Google introduced the term “superphone” to the world yesterday when they unveiled the Nexus One Google phone. Right from the beginning of the hour+ presentation, Google execs were referring to the Nexus One as the first “superphone,” a term not previously widely used (of note – GigaOm has a reference to the term last summer).
So what’s a superphone? It’s a marketing term and nothing else. Google VP and Android founder Andy Rubin talked about the term at length in the Q&A session, and we’ve grabbed the relevant parts of the video from the ustream archive and embed it below.

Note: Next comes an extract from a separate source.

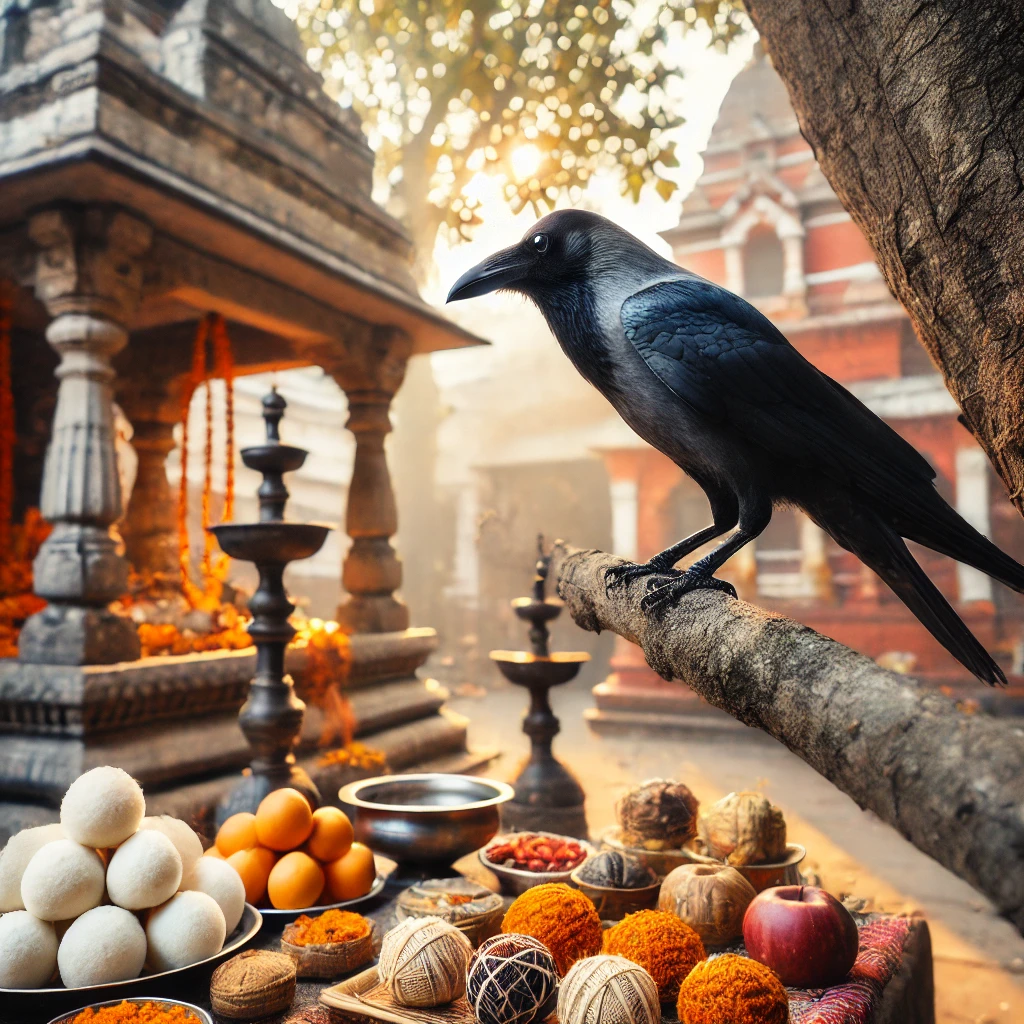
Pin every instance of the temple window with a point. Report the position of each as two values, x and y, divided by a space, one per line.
764 263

Here’s part of the transcript (bolding added):
The definition of a superphone…the difference between superphone & smartphone…the evolution of the platform is such that the openness, coupled with these marketplaces and these app stores, that makes it really easy for people to download 3rd party content; an ecosystem by which 3rd party developers can participate in the ecosystem; the Ghz processors; the more memory; the gigabyte storage…. these are all things that didn’t exist 2 years ago. So we thought that the industry needed another term to refer to these innovations. And again, this is as powerful as your laptop was 4 years go. If anything, you’re carrying these around in your pocket, they’re with you all the time they’re always on… these are all new. So we wanted to refer to it by something and we think that “superphone” is the right way to refer to it.
The bar is raising…These superphones are getting more and more sophisticated…everybody knows about Moore’s law…today’s superphone is tomorrow’s smartphone…
“Today’s superphone is tomorrow’s smartphone,” says Rubin. I immediately thought of Highlander and the “there can be only one” quote (the immortals in the movie had to kill eachother until there was just one left). As soon as a new superphone comes out, any previous superphone is relegated to being a mere smartphone. There can be only one superphone.
But what Google is really doing is making a not-so-subtle jab at the iPhone and other competitors. The Nexus One, he implies, is as powerful as laptops were four years ago. All those smartphones from two years ago (iPhone) aren’t superphones. Presumably even the iPhone 3GS, which may have been a superphone last summer when it launched, is a mere smartphone today. Only the Nexus One is a superphone. And soon, it will only be a smartphone as new devices are launched.
It all makes my head spin. But that’s ok. I’m looking forward to tomorrow’s phone. The Super-Duper-Phone (too late, I already registered it). It’s tomorrow’s superphone, when today’s superphone has become a mere smartphone.